1639. Chocolate 2
Time limit: 1.0 second
Memory limit: 64 MB
Little Boy is mad at Karlsson, who ate all the sweets in the flat and even went to the neighbours to eat their sweets too. Now Little Boy‘s parents brought home a chocolate bar, and, sure enough, Karlsson
is here already and wants to eat it. However, this time Little Boy has firmly decided that not a single piece of chocolate will go to this glutton. Little Boy wants to use Karlsson‘s addiction to the games of chance and suggests playing the following game.
A chocolate bar can be considered as a rectangle of square “units” arranged in m rows and n columns and separated by “lines”. Two players take alternate turns. At his turn, a player must take one piece of chocolate and split it into two along
one of the lines. If a player can‘t make a legal move (which happens when all pieces of chocolate consist of a single unit square), he loses, and the winner takes all the chocolate.

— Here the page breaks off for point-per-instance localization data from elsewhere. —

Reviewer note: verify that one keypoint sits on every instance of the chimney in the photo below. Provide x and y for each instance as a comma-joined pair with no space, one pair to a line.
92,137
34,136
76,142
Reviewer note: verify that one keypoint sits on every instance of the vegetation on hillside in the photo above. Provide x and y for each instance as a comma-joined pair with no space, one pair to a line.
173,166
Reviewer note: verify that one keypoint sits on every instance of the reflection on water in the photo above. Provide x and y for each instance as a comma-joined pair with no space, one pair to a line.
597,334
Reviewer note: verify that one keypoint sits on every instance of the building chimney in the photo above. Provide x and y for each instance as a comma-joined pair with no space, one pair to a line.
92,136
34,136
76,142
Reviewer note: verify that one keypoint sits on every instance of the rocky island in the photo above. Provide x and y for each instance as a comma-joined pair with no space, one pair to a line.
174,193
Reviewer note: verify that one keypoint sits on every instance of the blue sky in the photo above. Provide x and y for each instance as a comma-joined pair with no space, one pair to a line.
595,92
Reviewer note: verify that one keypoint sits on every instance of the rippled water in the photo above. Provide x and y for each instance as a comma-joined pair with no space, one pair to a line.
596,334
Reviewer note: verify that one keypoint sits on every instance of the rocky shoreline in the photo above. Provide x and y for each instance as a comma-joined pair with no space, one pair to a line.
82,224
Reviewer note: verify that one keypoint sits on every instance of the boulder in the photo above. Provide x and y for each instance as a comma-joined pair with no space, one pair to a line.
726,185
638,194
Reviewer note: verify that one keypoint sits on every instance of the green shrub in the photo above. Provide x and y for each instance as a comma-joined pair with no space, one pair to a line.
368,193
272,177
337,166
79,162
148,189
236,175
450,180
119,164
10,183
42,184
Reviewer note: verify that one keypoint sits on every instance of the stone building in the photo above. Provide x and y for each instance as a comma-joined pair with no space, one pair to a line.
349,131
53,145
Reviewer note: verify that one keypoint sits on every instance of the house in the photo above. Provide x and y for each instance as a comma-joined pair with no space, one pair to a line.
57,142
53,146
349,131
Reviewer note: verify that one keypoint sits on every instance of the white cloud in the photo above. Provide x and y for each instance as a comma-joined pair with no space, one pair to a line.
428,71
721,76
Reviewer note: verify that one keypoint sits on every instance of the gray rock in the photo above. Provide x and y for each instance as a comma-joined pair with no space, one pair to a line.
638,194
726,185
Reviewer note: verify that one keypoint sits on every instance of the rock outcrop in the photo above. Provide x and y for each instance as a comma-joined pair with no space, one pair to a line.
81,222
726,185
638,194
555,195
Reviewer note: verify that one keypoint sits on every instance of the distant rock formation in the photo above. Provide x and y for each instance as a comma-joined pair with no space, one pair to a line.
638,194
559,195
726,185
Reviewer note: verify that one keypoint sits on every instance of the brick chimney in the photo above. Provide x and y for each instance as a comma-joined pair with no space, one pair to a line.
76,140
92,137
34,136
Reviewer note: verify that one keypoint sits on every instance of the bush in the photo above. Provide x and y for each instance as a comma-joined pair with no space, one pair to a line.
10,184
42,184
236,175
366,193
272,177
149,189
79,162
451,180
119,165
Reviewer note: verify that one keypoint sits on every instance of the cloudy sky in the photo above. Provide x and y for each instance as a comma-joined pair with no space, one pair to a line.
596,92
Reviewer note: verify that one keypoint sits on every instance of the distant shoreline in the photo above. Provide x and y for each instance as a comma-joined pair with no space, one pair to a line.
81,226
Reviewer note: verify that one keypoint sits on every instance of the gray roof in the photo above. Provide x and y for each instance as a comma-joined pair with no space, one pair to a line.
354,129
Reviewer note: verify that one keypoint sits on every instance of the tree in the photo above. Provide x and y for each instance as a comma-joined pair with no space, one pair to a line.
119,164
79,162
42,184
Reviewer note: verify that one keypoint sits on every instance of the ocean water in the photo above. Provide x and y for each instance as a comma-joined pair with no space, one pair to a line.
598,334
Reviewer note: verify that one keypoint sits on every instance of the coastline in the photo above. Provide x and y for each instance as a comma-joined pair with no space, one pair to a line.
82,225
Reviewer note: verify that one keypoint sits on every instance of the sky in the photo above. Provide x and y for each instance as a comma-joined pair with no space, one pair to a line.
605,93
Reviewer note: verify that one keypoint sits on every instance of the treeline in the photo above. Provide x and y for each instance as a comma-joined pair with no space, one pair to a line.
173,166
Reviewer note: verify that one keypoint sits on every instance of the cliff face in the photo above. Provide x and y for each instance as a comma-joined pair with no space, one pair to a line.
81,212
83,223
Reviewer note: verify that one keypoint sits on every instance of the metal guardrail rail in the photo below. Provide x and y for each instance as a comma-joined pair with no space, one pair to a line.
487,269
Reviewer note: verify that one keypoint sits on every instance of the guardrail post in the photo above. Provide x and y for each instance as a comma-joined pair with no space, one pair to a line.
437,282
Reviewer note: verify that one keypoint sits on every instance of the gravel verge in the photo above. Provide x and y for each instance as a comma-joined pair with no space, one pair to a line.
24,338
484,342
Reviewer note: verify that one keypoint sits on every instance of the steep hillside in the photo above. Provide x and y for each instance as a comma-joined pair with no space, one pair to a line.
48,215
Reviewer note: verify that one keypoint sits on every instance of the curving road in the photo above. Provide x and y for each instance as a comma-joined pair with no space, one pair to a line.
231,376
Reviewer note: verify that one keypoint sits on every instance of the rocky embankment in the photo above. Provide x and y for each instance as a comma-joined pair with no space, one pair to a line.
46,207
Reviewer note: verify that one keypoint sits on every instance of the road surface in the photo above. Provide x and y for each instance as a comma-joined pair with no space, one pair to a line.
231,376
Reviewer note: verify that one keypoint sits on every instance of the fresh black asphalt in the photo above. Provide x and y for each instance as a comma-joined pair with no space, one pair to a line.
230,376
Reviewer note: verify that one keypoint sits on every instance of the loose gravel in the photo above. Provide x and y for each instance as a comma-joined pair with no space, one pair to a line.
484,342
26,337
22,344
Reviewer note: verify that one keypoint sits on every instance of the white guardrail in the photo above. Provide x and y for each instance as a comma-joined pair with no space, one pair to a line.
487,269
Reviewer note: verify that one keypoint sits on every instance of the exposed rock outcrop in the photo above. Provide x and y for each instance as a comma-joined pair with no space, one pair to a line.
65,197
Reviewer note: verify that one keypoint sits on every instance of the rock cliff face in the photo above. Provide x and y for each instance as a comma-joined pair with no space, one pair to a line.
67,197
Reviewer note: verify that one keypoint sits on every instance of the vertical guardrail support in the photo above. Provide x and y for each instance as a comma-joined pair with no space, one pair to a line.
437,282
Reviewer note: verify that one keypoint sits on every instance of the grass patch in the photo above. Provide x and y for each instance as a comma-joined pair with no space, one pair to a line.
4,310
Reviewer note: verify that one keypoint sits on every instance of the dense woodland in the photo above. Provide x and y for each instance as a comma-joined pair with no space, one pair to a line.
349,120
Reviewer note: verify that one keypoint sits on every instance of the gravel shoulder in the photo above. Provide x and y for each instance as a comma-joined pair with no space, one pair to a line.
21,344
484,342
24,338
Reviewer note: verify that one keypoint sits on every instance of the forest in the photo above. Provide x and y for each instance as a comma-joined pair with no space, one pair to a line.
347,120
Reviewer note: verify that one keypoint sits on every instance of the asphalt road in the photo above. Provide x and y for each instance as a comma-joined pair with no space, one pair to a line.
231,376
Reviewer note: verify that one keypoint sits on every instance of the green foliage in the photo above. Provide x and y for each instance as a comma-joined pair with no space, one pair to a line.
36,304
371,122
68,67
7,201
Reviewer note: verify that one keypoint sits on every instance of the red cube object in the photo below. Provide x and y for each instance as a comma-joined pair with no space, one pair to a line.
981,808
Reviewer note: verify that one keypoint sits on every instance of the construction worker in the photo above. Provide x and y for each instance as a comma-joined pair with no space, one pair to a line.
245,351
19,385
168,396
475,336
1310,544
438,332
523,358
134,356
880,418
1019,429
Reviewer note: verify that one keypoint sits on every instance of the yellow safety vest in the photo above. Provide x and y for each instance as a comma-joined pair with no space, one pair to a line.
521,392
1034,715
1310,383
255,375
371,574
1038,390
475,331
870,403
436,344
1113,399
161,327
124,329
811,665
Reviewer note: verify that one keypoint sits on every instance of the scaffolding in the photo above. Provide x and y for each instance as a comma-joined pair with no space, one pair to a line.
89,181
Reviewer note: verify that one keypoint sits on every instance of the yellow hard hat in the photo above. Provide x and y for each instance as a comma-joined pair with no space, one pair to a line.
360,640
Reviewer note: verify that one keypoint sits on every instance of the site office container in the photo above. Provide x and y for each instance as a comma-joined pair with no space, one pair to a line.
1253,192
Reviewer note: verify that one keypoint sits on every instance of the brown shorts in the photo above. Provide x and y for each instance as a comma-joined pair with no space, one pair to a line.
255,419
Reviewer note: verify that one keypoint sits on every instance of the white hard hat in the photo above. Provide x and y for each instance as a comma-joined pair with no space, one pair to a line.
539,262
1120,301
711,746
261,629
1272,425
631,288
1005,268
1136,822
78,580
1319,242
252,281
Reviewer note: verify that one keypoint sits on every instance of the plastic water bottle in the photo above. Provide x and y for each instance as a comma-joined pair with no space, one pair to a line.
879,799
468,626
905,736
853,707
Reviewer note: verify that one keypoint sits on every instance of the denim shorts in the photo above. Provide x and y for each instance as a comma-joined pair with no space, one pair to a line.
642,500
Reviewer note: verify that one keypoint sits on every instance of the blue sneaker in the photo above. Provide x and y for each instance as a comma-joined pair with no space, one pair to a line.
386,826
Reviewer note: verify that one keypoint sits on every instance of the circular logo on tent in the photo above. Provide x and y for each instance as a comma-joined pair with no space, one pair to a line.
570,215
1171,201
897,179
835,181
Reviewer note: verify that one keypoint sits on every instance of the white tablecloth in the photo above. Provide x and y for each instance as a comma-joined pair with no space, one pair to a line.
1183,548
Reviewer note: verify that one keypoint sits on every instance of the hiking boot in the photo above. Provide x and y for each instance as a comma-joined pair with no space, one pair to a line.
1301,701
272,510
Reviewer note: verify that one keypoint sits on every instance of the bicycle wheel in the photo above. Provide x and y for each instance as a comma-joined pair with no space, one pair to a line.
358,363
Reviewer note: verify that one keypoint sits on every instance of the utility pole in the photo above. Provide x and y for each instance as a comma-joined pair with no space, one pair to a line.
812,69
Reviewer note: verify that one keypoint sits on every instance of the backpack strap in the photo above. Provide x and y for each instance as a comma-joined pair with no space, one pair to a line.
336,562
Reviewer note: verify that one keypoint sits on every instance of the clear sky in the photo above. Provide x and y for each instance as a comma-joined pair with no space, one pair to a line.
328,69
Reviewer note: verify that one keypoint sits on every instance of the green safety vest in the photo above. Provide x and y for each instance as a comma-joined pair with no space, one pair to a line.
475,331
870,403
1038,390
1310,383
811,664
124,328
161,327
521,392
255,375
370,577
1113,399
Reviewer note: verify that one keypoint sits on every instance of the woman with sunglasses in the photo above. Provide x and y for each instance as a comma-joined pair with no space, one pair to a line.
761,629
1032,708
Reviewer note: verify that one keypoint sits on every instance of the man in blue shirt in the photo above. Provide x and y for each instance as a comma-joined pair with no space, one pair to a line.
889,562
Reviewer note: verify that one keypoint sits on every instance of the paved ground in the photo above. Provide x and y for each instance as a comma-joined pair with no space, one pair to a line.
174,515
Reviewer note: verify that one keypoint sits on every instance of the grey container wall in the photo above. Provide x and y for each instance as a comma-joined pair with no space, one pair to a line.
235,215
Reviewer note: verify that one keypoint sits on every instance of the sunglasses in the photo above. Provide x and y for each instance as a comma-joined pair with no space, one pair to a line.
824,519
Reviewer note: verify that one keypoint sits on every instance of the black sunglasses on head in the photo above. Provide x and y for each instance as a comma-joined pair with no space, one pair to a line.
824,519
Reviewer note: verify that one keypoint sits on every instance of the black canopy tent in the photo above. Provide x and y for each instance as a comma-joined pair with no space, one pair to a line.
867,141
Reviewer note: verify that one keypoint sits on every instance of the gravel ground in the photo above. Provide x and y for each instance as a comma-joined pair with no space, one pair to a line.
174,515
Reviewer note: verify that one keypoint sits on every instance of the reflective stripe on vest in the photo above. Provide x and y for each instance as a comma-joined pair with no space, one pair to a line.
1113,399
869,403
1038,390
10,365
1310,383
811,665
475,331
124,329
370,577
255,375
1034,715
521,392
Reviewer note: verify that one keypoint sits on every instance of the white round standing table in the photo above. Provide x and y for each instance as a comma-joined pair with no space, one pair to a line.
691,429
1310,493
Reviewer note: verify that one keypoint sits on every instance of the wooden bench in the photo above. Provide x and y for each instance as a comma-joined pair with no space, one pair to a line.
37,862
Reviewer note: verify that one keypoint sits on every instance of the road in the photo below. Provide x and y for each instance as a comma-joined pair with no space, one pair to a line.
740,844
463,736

But Karlsson is smart enough! He immediately understood who should make the first turn in order for Karlsson to win, assuming that players take optimal turns. Can you guess that?
Input
The only line of the input contains space-separated integers m and n (1 ≤ m, n ≤ 50).
Output
If Karlsson should start the game in order to win, output “[:=[first]”; otherwise, output “[second]=:]”.
Samples
| input | output |
|---|---|
2 4 |
[:=[first] |
1 3 |
[second]=:] |
题意:有划了n*m条线的巧克力,两人轮流沿线对折,第一个不能对折的那个人为输。
解析:简单博弈论。
AC代码:
#include <cstdio>
int main(){
int n, m;
while(scanf("%d%d", &n, &m)==2){
if(n * m & 1) puts("[second]=:]");
else puts("[:=[first]");
}
return 0;
}